Writ(h)ing at Columbia University

It’s getting harder to write. The pressure continues to mount and as it turns out, every time I turn in something well-liked, it has to be even better the next time. It’s the first semester. I have things going into school that I was already working on and need more guidance. I bring them in, it goes well, I start wondering if my best writing was before I arrived and has left me when it starts to count in a different way.

I still get air when I write in my journal. I’ve noticed a dramatic change in my writing there, but only there. A week ago, I sank my flesh into it, the first time writing in it since moving to NY. All the beautiful words I couldn’t figure out how to get on the page flowed without shame.
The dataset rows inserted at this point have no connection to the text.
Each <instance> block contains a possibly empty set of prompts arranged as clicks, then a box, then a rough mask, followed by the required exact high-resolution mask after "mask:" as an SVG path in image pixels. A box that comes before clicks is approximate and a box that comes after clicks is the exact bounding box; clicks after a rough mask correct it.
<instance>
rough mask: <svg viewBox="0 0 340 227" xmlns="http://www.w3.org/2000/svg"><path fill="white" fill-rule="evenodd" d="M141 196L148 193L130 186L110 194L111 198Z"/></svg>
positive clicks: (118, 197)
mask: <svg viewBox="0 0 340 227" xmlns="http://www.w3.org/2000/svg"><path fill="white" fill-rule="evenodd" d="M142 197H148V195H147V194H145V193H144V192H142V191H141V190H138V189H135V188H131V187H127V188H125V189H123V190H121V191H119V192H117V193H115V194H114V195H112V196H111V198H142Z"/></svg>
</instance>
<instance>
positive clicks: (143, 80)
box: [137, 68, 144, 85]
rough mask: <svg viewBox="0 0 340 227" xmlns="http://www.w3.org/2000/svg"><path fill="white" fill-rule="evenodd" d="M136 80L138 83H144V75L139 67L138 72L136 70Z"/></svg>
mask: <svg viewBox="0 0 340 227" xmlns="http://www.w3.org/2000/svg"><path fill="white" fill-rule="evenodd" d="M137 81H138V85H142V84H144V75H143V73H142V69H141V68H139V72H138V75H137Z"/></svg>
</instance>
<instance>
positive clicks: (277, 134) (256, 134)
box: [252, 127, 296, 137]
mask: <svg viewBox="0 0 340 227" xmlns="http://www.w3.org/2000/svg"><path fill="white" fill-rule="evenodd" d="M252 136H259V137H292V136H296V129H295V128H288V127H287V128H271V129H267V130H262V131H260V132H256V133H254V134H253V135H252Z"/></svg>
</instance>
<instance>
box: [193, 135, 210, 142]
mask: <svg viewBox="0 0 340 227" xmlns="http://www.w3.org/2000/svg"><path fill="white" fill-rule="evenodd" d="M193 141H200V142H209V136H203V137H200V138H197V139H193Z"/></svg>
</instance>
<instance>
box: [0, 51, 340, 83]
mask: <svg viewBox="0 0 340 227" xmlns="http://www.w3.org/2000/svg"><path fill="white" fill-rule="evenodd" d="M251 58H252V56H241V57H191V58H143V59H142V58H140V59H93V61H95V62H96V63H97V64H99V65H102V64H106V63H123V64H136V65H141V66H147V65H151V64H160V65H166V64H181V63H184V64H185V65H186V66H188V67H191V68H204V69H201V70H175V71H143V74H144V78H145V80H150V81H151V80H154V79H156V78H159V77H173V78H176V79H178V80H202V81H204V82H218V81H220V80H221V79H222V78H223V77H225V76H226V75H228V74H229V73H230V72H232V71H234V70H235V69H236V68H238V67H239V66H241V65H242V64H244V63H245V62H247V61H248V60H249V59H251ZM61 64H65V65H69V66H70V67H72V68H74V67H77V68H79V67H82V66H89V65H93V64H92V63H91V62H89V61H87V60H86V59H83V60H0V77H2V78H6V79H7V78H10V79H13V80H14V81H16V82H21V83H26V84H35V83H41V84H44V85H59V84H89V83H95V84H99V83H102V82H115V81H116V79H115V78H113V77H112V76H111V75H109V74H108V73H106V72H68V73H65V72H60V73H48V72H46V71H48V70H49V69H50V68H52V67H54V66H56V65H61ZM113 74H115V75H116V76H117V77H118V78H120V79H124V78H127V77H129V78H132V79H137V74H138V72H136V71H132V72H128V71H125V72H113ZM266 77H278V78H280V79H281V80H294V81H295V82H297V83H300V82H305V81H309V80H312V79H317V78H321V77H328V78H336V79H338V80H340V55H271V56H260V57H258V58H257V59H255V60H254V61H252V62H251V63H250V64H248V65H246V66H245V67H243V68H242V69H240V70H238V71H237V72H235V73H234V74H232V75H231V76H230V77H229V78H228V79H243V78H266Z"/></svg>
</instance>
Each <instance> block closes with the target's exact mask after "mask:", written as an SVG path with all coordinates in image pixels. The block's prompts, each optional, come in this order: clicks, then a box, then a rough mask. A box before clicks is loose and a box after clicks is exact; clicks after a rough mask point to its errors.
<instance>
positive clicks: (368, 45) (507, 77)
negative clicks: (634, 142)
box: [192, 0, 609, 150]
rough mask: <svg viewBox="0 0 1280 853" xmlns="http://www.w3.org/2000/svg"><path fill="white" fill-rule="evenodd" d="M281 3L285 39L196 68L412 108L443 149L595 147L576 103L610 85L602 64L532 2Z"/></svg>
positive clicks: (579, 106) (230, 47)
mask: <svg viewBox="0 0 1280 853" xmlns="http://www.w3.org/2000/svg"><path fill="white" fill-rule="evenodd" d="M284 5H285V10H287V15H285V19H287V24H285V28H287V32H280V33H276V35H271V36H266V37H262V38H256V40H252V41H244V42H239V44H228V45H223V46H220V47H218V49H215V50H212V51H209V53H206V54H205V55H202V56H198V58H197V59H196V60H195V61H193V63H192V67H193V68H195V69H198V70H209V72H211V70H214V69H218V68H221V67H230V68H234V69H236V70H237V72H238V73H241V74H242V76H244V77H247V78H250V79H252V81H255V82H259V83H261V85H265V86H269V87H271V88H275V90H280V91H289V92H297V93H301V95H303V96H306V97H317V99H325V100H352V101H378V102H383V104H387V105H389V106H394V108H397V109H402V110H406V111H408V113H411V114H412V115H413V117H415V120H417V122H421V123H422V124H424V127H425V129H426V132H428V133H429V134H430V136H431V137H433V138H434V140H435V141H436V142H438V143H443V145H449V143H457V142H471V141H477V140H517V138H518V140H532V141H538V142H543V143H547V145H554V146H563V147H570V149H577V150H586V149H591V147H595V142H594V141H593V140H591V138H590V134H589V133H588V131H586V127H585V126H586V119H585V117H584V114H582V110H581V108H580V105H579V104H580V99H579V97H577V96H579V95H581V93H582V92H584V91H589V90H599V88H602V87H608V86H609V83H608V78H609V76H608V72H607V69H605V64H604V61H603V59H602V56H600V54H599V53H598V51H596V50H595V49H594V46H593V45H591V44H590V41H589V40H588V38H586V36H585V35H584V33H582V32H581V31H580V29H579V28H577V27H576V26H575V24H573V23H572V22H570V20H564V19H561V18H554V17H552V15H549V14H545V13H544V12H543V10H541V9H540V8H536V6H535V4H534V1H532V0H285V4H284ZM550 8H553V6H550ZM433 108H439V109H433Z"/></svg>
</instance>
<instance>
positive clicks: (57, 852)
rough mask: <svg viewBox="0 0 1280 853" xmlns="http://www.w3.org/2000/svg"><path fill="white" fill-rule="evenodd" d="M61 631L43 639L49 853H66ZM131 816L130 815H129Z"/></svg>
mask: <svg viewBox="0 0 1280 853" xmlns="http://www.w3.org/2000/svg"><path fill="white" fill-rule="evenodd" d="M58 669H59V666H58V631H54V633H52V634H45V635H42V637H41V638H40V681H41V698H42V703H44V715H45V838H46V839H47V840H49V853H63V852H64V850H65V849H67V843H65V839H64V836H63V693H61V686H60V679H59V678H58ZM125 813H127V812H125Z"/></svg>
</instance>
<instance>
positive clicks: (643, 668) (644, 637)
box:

I could admit to everything. I could stop lying. In fact, I could admit that I was lying all the time. I reveal only slivers of me to everyone, depending on how they look at me, depending on when they dig deep into my eyes as we talk and when not. It tells me so much. Where are their thoughts, I ask myself. When in class, I find myself staring at the quietest students in the room. I have physical joy in my body when they speak.

There are different people. When one Jewish person discusses the work they are doing to archive the Holocaust and memorialize those stories as a way of understanding a Palestinian whose family line is likely stopped and their anxiousness to preserve it, there is a neglect of acknowledging that the Holocaust preceded Palestinians being forced off their land and now, occupied, have lost generations of family lines. It can’t be discussed. So much of what we implore of the world in our writing is too sensitive to do. It is. It really is. I don’t want to sit in a class, the only Black person among 19, discussing a poem where the author writes about Susan Smith, a white woman who killed her kids and then told the police it was a Black man. I don’t want to sit in that class where there is an uproar over the difference in the terms “cop” and “police”, everyone wailing back and forth because the energy has built into a freneticism, but then they are dead I mean in the grave when discussing this poem. No one has thoughts on what the Black man wrote about the Black man imagined. They do about Gertrude Stein writing about nouns being boring, adjectives hideous, commas, questions marks, and exclamation points ridiculous, verbs and adverbs glorious, periods as gods. But not about what the Black man wrote about the Black man imagined.

I just don’t want to. But I’ve done it before. In orchestra. In the LDS church. At school. I went to church, the LDS church, my first Sunday in NY. They can help me. With food and clothes. Finding a place to stay when I have to move out of housing. I had fun. Every moment of it–until–While leaving, there were three men in master’s programs. Business, dentistry, something else. They were locked in. I stopped to say goodbye, I called them Columbia as a group. They didn’t much turn. They didn’t hear me. I walk up to the group, “Bye…” I ask again their names and repeat them. They half, weird, quietly respond to the farewell. Everything was perfect and in the last tiny moment before leaving, I remembered what this would really be. Not intentionally, but by default. I know it so well.

I’m trying to move around. International friends, Black friends, BIPOC group, LGBTQ group, Columbia Journal–I’m doing it, I really am.